Real-World Impact: How Value Acceleration Saves Millions
Value acceleration services deliver results across various industries, from Fortune 500 companies to mid-sized businesses and even public sector organizations. One example is a Fortune 100 company partnered with Shipware, a subsidiary of SIB, to optimize its shipping costs. With over $60 million in annual shipping volume, the company cut its parcel shipping costs by 14%, resulting in $8.5 million in annual savings.
“It’s not just about cutting costs,” says Steele. “That company reinvested those savings into upgrading customer service and improving operational processes, which ultimately made them more competitive.”
Public institutions are also benefiting. The County of San Diego worked with ProcureAmerica to audit over 1,500 utility accounts. They found $2.85 million in savings, redirected into critical public services. “This shows the wide-reaching potential of value acceleration,” Steele explains. “Even government organizations are finding ways to optimize costs.”
Outsourcing Efficiency: A Low-Risk, High-Reward Strategy
Value acceleration is appealing due to its low-risk structure. Firms like SIB, Corcentric, and Expense Reduction Analysts often use a contingency-based pricing model, meaning companies pay only if savings are achieved. This approach minimizes financial risk and maximizes potential rewards.
“For businesses hesitant to invest in cost-saving initiatives, this model is a game-changer,” Steele says. “They have nothing to lose—if we don’t save them money, they don’t owe us anything.”
The cost-saving model fits seamlessly into the value-creation strategies of private equity firms, which aim to enhance profitability without jeopardizing long-term growth. By partnering with outside experts specializing in logistics, utilities, and contract management, PE firms enable their portfolio companies to focus on core business operations. At the same time, specialists handle the granular details of cost optimization.
The Broader Implications for Businesses
While logistics and utilities are common initial targets for value acceleration services, companies are now exploring new areas for optimization. These outsourced experts scrutinize software contracts, workforce management, and marketing expenses.
“Companies are beginning to see that value acceleration isn’t just about cost savings,” says Steele. “It’s about agility. By freeing up capital, businesses can reinvest in areas that drive growth, like customer experience and technological innovation.
Private equity firms are especially well-positioned to leverage these services. Value acceleration providers are often brought in shortly after an acquisition, allowing PE firms to identify areas for operational improvement quickly. “It’s a strategy that works across industries,” Steele points out. “We’re seeing results not just in traditional sectors like logistics, but in more complex areas like SaaS and workforce management.”
The Future of Value Acceleration
As businesses grapple with rising costs and operational complexity, value acceleration services are becoming a core part of their strategies.
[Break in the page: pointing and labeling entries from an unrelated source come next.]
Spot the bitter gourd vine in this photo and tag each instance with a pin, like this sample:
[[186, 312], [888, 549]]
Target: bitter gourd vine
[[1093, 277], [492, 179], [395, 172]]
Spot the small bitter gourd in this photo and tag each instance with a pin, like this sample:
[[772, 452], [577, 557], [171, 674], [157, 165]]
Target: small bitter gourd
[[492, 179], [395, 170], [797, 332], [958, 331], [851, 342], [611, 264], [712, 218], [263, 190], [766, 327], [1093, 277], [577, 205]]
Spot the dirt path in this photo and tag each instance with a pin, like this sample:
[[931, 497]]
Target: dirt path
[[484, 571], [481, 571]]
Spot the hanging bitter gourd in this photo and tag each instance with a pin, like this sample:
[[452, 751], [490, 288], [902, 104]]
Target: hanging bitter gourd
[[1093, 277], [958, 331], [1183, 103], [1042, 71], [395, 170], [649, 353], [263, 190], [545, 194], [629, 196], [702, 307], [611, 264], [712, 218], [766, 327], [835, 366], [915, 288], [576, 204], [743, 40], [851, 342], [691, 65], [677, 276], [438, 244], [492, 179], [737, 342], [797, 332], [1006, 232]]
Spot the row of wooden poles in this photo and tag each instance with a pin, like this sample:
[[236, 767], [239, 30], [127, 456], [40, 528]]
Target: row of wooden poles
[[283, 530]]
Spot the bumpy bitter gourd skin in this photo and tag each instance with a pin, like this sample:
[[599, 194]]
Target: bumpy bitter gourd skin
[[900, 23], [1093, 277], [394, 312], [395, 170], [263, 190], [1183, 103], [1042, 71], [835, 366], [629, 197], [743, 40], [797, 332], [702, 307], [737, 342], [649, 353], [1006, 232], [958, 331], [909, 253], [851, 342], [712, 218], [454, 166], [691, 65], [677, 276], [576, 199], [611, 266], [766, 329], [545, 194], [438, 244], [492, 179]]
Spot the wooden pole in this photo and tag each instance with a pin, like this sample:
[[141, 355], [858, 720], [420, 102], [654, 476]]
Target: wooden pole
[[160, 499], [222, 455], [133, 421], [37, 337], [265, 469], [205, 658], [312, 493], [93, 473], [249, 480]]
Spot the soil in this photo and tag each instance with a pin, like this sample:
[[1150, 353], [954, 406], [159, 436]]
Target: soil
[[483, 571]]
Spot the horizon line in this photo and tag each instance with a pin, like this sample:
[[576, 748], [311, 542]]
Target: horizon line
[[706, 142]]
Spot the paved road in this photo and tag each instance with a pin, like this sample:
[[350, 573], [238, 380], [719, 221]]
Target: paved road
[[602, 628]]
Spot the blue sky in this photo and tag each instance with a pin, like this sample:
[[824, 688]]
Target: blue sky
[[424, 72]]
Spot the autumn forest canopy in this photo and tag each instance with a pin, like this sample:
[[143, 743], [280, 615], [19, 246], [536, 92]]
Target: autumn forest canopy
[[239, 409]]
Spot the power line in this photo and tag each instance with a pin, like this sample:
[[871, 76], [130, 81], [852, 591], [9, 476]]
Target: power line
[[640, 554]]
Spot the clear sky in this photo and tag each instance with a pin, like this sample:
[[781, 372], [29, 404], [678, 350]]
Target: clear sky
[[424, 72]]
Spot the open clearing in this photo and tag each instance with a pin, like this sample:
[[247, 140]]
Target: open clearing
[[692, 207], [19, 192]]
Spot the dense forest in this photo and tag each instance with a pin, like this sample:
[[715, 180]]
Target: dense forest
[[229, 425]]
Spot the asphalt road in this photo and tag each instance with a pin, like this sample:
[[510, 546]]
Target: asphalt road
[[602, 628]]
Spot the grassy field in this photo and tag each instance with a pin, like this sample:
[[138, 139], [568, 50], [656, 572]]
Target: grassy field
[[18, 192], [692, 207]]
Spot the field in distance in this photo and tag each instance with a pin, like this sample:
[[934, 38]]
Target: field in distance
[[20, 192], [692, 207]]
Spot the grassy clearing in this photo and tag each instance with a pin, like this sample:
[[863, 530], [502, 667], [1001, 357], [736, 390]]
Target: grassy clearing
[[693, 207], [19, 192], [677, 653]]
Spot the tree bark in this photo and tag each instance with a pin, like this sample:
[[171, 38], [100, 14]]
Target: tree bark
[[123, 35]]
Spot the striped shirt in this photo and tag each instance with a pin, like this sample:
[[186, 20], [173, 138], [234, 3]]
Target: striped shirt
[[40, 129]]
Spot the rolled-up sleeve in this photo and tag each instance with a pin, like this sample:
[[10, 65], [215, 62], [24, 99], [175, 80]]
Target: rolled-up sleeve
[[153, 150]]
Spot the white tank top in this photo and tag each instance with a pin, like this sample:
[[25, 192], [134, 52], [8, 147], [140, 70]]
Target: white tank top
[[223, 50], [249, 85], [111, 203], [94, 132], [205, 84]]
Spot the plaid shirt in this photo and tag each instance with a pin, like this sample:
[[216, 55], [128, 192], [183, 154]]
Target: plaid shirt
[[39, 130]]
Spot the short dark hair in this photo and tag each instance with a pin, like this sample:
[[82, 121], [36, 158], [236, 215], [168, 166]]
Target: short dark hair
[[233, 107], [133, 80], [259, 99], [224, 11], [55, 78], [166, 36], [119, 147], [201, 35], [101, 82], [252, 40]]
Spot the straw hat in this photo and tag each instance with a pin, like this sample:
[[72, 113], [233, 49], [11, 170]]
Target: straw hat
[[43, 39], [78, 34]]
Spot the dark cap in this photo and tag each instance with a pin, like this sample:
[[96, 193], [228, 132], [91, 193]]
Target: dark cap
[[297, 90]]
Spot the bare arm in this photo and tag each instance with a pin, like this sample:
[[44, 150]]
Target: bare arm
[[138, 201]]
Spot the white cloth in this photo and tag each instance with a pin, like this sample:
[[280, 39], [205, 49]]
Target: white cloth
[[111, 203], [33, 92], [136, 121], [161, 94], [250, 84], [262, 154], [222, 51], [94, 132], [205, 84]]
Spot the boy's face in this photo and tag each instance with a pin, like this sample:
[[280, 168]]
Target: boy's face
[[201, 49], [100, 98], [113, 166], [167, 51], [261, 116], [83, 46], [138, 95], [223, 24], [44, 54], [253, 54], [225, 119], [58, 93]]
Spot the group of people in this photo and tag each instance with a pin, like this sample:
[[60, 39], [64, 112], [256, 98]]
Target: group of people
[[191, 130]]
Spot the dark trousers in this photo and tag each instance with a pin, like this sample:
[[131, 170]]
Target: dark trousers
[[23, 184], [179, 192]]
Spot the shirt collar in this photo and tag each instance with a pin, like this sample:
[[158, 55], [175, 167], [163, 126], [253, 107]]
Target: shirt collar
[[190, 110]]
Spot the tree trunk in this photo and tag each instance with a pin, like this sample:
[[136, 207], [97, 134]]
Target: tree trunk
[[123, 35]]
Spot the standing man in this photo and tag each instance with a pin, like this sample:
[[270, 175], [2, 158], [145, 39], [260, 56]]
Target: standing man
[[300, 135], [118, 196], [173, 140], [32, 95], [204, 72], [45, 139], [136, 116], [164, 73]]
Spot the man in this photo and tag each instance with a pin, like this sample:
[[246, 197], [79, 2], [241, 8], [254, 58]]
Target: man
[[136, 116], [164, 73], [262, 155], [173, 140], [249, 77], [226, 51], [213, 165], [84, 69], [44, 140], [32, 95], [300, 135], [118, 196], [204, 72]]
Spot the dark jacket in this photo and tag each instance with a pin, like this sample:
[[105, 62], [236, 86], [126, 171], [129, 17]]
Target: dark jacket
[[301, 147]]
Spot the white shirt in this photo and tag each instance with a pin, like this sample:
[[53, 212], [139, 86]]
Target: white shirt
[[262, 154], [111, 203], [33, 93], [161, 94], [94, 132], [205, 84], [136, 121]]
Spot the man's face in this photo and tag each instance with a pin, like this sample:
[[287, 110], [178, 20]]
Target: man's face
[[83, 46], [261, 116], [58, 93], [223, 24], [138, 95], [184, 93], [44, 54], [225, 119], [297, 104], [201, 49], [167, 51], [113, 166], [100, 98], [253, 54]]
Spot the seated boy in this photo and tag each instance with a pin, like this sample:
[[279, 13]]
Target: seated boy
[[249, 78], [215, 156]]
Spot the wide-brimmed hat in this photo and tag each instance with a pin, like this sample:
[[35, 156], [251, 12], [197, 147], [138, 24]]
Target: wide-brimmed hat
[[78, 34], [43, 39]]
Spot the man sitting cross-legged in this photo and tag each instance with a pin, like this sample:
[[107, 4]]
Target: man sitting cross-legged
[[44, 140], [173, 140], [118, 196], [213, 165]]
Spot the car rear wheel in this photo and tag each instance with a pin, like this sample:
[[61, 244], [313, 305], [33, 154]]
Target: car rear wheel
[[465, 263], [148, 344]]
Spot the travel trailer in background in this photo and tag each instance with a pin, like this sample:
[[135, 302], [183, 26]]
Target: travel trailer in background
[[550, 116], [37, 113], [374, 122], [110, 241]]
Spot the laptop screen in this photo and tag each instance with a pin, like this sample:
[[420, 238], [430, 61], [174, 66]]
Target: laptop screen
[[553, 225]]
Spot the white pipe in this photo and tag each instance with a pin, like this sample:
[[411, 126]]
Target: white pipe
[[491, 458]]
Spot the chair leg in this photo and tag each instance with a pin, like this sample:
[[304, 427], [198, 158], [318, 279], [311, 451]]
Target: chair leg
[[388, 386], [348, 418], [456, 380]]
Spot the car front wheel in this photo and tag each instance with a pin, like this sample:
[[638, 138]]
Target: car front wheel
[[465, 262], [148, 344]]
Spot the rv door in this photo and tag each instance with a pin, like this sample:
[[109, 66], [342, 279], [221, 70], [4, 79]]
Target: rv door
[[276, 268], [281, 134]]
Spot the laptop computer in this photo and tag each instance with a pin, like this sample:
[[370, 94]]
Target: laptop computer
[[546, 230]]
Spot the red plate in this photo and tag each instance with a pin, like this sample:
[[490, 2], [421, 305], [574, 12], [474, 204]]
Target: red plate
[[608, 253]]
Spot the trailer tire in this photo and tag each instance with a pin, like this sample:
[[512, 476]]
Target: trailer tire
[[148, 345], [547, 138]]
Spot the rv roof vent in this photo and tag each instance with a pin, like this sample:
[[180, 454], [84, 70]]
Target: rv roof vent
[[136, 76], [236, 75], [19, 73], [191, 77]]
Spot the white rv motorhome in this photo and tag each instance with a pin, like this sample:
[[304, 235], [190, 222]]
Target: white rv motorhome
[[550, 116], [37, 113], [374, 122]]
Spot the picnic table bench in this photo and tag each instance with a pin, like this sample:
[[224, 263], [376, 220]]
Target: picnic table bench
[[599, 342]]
Companies like SIB are already uncovering millions in savings, and the future promises even more growth as the focus expands into new areas.
Value acceleration is changing how businesses think about operational efficiency,” says Steele. “It’s not about trimming the fat—it’s about smarter operations that open up growth opportunities. We’re helping companies unlock hidden value and reinvest it where it matters most.
This approach is essential for private equity firms’ efforts to create value in an increasingly competitive landscape. “We’re just scratching the surface,” Steele concludes. The potential is enormous, and we’re excited to be at the forefront of this movement.”